In the beginning of the novel, Mildred’s first husband Bert is a self-deluded dreamer who believes himself to be a skilled entrepreneur. In reality, he was just lucky to inherit a large plot of land he could break up and resell. When the Great Depression closes his business, Bert imagines new, fanciful ideas for making money, ideas he has no way of implementing, to distract himself from money problems he cannot deal with. The same mechanism is at work when his beloved daughter Ray dies: Bert shuts down, retreating into the platitude that Ray is in heaven.
Over the course of the story, Bert grows an awareness of his mistakes, sees the difficulties other people face, and finally understands how he can be of service. When celebrating Mildred’s achievements, Bert admits before a group of people that he was foolish for leaving her. By the end of the novel, Bert has dropped his defensiveness and sensitivity and become Mildred’s counselor and comforter. He is humbled by Mildred’s willingness to marry him again. Bert’s renewed marital commitment, however, comes with a complete abandonment of his role as a father. When Veda plays her last trick and leaves, Bert’s first concern is not that his 20-year-old daughter is headed to New York with her ex-stepfather, but that his wife has been slighted. In a strange display of alienation, he and Mildred toast each other for having finally gotten rid of their one living child.

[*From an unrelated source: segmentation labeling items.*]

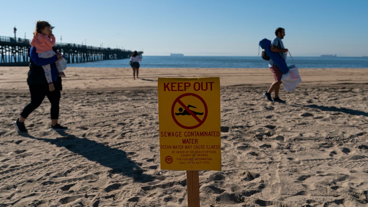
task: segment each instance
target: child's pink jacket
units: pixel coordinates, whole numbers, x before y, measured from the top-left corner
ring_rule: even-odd
[[[52,47],[55,45],[56,40],[54,35],[51,37],[42,33],[37,33],[35,37],[33,37],[31,42],[31,46],[36,48],[36,52],[42,53],[52,50]]]

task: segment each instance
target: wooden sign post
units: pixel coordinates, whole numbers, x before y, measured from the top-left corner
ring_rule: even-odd
[[[199,176],[198,170],[187,171],[188,207],[199,207]]]

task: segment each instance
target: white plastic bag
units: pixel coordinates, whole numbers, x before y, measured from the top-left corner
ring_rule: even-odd
[[[63,71],[67,69],[67,60],[64,57],[61,58],[57,62],[59,63],[60,67],[61,68],[61,70]]]
[[[295,65],[290,66],[288,67],[289,72],[286,74],[283,74],[281,82],[285,91],[293,91],[298,84],[301,83],[301,78],[300,78],[298,68]]]

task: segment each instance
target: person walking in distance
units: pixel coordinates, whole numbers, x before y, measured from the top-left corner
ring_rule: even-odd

Unlike nouveau riche Bert who backed into his former wealth through inheritance, Mildred’s second husband Monty comes from old-money. Having never worked, Monty voices frequently scorn for working class people—an attitude he inculcates in his stepdaughter and protégé Veda. This means that Monty considers being with Mildred slumming—he disdains her lack of erudition and treats her like a sex object when he is still rich, and then resents her and accuses her of paying him like a kept man when he is poor and dependent.
Monty’s elitist taste is generally unpleasant snobbery. The only times when his knowledge of the finer things isn’t negative or destructive is when it can be harnessed in a productive way: first, when he renovates his family’s mansion, making informed decorating choices with purpose they fulfill; second, when he intuits that Veda has genuine musical talent, which turns out to be a true gift.
Monty’s main purpose in the novel, however, is to be a corrupting influence. His boundary-violating behavior towards Veda would be now considered grooming: telling her when and how often he and Mildred are together sexually, openly discussing the size of Veda’s breasts when she is only 13, and distancing her from her mother by drawing into his upper class social circle. He somehow intuits that Mildred and Veda, who is 20 years younger than Monty, are in a deeply dysfunctional relationship rife with sexual competition; he plays on this tension to first leech off of Mildred, and then off of her daughter.